Lorenzo Tavazzi, associé principal de TEHA qui a participé à l’étude, a déclaré à L’Observatoire de l’Europe que l’impact économique global sur la chaîne d’approvisionnement et les activités connexes s’élève à 50 milliards d’euros, créant un total de 117 000 nouveaux emplois.

« L’énergie nucléaire et les énergies renouvelables ne s’opposent pas, elles se complètent », a-t-il déclaré. « L’énergie nucléaire peut générer un approvisionnement continu en énergie, alors que les énergies renouvelables sont intermittentes. L’intégration des deux peut accélérer l’utilisation de technologies propres et favoriser la décarbonisation. »

Les longs délais de construction, qui peuvent atteindre jusqu’à 10 ans, constituent un problème même si les experts affirment que les consommateurs paient moins au final.

« La question du timing est importante car elle a un impact sur les coûts de production. Le respect des délais est crucial », a déclaré Tavazzi, ajoutant que le développement de nouvelles technologies dans le secteur devrait être considéré comme faisant partie d’un projet à l’échelle européenne, et pas seulement comme quelque chose qui se passe en Italie.

Cependant, certaines organisations environnementales s’opposent à l’utilisation de l’énergie nucléaire pour la décarbonisation.

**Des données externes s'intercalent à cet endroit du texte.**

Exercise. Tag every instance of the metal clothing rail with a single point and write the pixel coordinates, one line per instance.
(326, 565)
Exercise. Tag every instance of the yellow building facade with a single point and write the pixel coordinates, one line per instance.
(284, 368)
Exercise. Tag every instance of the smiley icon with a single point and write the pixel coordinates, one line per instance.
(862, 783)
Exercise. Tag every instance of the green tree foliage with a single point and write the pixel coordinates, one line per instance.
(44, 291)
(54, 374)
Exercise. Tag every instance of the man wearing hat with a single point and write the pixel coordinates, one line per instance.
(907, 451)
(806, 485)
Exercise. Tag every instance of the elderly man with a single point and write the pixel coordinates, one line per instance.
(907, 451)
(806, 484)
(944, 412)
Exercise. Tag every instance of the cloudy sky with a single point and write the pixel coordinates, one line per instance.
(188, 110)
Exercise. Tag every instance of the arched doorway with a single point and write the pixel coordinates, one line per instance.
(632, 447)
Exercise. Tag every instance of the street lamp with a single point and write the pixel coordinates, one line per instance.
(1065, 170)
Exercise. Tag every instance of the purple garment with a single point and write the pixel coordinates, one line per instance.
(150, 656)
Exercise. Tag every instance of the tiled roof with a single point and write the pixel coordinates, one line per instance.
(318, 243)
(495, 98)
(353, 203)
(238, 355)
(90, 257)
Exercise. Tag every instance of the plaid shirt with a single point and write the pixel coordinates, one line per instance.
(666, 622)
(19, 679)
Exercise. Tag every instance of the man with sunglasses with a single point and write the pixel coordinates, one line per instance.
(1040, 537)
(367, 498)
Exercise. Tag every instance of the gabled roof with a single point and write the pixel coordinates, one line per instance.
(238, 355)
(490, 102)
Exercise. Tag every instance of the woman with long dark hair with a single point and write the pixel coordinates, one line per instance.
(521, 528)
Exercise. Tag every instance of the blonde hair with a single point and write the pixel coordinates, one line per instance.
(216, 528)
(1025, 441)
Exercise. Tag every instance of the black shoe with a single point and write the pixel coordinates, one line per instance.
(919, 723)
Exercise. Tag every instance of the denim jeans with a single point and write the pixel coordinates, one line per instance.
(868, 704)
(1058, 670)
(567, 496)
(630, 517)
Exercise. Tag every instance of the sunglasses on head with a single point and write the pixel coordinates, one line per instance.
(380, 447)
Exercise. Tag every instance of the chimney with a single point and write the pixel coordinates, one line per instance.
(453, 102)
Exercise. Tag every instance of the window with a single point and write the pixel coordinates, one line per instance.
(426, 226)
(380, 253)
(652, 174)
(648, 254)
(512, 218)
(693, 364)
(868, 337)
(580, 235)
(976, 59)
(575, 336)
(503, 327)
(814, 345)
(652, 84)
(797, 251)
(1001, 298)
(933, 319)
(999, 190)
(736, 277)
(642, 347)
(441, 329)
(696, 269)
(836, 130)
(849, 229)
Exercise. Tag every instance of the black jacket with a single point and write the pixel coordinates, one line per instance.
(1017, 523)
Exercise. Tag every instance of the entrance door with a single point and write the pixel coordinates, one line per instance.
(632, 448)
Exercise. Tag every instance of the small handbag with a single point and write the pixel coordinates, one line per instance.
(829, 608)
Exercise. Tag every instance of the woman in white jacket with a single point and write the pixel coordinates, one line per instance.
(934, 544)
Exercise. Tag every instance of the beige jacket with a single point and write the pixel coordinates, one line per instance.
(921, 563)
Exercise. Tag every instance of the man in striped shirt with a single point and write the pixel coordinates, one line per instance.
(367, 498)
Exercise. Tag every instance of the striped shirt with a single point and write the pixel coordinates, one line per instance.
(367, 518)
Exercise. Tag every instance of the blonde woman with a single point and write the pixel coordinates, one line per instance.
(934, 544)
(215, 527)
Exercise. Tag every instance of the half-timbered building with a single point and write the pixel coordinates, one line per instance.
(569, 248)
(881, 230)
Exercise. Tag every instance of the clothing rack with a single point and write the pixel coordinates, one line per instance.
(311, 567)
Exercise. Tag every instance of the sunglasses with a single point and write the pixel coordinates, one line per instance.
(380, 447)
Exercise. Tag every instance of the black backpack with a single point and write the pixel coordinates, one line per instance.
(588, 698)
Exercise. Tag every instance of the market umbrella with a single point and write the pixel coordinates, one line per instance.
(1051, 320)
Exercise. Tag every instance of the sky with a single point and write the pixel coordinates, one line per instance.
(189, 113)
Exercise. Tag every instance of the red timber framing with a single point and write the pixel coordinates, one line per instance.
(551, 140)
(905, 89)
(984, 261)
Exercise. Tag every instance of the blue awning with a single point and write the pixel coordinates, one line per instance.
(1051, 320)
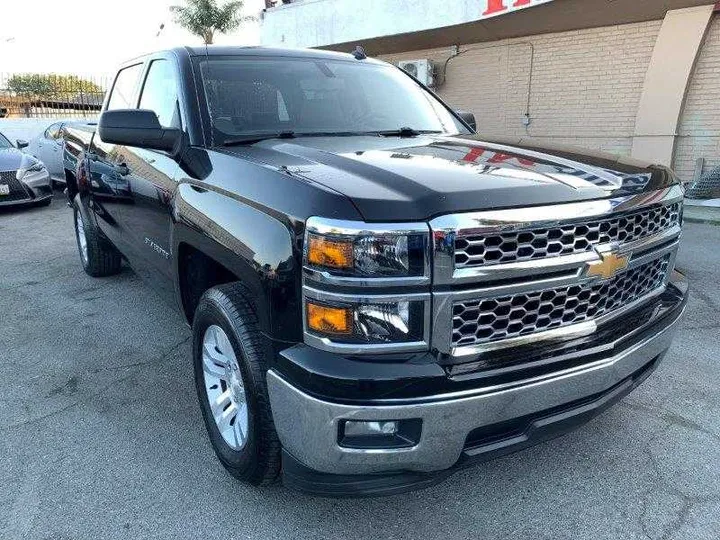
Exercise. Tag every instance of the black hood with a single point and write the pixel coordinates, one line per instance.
(12, 159)
(397, 179)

Le groupe de réflexion italien Ecco, qui se concentre sur le changement climatique et la transition énergétique, estime que les technologies nucléaires sont trop coûteuses et prennent trop de temps à mettre en œuvre.

« De plus en plus d’heures par jour et par an, les énergies renouvelables couvriront la totalité de la demande en électricité », a déclaré à L’Observatoire de l’Europe Michele Governatori, responsable gaz et électricité au sein du groupe de réflexion Ecco. « Ce dont nous avons besoin, ce sont des sources flexibles qui peuvent être activées et désactivées pour compléter la disponibilité des énergies renouvelables. »

« Mais la production nucléaire est rigide. Les énergies renouvelables sont en plein essor parce qu’elles sont prêtes et abordables », a-t-il déclaré. « Pour les compléter, nous avons besoin d’une production de secours flexible et neutre en carbone, de beaucoup de stockage et d’une réponse à la demande – et non d’une technologie coûteuse, rigide et tragiquement longue à mettre en place comme l’énergie nucléaire actuelle. »

En Italie, comme partout en Europe, l’opinion publique reste divisée sur la question. Alors que seulement un quart de l’électricité de l’Union européenne provient du nucléaire, les opinions sur son utilisation varient considérablement d’un continent à l’autre.